Filed under: Comment
Yes, I know I’ve banged on and on and on about the need to focus on truth rather than the delusional state that is known as ‘marketing truth’ … and I know I have talked about the value of ‘unplanned’ planning rather than this obsession with reframing situations and circumstances to such a degree that they basically fail to reflect any element of the true context … but recently I saw something that reminded me there are times, when a bit of marketing magic dust really can make a difference.
Have a look at this …
Yes, I know they are the ‘holes’ from donuts … yes I know their correct term is ‘yeast holes’ … but seriously, would anyone actually want to eat something that this supermarket has made to sound like a bloody STD?
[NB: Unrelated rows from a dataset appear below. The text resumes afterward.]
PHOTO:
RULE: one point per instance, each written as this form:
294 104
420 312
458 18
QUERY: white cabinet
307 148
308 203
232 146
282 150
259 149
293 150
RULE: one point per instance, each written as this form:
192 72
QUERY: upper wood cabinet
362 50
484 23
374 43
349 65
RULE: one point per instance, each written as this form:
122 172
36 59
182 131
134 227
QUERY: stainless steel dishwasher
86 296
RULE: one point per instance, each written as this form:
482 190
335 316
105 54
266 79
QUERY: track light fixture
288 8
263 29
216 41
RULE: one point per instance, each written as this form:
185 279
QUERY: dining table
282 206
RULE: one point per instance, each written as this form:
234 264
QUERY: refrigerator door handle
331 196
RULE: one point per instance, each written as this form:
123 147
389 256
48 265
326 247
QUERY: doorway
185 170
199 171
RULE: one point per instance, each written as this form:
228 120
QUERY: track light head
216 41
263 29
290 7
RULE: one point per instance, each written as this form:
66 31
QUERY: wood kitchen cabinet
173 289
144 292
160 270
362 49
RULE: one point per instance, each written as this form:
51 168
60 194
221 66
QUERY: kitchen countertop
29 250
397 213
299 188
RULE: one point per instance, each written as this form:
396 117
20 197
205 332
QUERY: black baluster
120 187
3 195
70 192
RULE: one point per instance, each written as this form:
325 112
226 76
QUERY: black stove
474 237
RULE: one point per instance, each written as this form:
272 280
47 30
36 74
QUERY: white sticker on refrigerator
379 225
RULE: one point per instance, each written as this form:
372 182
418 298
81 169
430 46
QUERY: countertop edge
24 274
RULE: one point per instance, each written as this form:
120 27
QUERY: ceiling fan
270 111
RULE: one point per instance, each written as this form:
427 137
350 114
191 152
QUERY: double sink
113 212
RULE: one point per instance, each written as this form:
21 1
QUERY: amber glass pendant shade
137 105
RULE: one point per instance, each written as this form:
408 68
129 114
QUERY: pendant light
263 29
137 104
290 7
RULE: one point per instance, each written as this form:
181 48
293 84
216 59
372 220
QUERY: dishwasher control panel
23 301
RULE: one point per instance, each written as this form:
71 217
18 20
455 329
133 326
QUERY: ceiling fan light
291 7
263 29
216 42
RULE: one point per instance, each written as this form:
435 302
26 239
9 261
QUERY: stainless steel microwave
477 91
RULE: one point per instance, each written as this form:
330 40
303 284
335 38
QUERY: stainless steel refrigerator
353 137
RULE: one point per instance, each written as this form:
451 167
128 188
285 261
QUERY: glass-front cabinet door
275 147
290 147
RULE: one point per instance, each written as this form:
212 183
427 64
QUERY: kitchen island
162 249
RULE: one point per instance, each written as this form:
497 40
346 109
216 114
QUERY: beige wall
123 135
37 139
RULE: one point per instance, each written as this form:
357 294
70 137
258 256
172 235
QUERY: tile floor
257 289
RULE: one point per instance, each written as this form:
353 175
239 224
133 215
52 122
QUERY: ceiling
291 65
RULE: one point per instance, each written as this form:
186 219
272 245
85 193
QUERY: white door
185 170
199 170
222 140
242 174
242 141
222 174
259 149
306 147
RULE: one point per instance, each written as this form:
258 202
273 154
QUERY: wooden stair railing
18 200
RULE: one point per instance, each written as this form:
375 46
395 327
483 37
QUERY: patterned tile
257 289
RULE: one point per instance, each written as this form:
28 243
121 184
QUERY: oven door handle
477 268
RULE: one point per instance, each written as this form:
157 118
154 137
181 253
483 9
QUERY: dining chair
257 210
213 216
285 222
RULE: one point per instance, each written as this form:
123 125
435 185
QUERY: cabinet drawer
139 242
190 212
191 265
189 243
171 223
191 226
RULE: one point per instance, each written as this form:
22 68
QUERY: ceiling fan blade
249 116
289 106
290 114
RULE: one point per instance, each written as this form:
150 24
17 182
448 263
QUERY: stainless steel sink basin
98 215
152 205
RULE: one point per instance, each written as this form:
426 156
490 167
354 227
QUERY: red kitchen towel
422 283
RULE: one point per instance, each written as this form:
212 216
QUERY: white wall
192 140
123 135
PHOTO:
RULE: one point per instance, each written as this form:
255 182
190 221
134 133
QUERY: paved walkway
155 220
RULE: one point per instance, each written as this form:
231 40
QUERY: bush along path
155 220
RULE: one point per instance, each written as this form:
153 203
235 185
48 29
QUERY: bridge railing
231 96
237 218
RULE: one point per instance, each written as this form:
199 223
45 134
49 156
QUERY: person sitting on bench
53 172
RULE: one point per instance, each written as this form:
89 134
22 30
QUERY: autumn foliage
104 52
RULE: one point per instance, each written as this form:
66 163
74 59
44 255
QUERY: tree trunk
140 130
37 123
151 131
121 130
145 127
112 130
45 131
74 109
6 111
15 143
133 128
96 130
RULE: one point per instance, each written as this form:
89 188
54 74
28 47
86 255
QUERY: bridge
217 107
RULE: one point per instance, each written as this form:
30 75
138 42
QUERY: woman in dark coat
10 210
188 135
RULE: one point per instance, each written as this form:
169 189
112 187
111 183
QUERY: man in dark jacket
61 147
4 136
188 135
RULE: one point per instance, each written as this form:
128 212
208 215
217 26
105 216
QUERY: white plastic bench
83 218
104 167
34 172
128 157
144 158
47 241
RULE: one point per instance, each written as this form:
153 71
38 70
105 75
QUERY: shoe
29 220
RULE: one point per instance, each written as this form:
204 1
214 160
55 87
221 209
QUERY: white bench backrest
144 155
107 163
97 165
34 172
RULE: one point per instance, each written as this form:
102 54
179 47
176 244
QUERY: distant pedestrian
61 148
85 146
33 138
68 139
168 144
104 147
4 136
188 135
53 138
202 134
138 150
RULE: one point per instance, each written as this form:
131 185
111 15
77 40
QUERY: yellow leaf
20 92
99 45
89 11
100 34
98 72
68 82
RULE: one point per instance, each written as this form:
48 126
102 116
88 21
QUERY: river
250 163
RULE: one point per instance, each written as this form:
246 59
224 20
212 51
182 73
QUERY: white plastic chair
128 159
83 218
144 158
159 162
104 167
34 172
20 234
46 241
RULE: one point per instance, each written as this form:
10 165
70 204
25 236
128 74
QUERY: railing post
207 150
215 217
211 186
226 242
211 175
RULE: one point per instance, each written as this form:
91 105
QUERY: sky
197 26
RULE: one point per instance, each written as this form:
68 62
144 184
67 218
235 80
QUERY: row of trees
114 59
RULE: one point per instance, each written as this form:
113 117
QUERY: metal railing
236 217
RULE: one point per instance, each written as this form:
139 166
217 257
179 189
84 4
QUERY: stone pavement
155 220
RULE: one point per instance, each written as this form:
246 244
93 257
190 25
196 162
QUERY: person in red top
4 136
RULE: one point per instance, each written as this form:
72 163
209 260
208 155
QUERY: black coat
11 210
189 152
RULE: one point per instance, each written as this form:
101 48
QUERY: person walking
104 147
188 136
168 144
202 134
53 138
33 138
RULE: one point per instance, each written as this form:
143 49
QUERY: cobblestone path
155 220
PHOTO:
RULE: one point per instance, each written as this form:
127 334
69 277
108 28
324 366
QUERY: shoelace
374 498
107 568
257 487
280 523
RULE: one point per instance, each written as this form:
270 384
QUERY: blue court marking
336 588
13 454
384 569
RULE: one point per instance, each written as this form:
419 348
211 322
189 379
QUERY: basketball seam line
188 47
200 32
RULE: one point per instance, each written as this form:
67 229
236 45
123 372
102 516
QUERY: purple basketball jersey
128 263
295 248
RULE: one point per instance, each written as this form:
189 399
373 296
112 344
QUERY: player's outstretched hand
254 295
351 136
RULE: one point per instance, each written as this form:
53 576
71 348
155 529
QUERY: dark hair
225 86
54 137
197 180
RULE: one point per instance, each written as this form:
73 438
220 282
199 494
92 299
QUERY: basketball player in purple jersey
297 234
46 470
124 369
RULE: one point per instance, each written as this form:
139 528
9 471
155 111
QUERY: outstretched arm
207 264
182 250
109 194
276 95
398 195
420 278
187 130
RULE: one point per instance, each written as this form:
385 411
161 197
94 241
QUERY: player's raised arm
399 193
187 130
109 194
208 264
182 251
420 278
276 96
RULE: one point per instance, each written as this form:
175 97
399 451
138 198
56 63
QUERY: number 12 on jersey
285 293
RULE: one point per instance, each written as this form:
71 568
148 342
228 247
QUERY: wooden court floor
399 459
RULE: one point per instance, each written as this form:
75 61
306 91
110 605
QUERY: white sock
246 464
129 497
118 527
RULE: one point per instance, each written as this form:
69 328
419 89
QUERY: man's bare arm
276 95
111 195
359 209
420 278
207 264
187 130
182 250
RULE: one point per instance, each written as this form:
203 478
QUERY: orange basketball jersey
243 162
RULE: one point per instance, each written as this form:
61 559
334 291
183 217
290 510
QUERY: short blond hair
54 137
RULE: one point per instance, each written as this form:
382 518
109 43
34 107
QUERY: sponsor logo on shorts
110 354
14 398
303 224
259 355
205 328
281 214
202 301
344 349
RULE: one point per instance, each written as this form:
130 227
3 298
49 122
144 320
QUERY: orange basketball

Well, maybe Michael Douglas would, but no normal person.
There is a fine line between marketing that attracts and marketing that is delusion … however these delicious donut holes should serve as a reminder that marketing isn’t evil, it’s what people do with it that can push things over the edge.
22 Comments
The polite phrase is “Yeast Flatulence painstakingly bound in wheat gluten then scalded in hot oil.”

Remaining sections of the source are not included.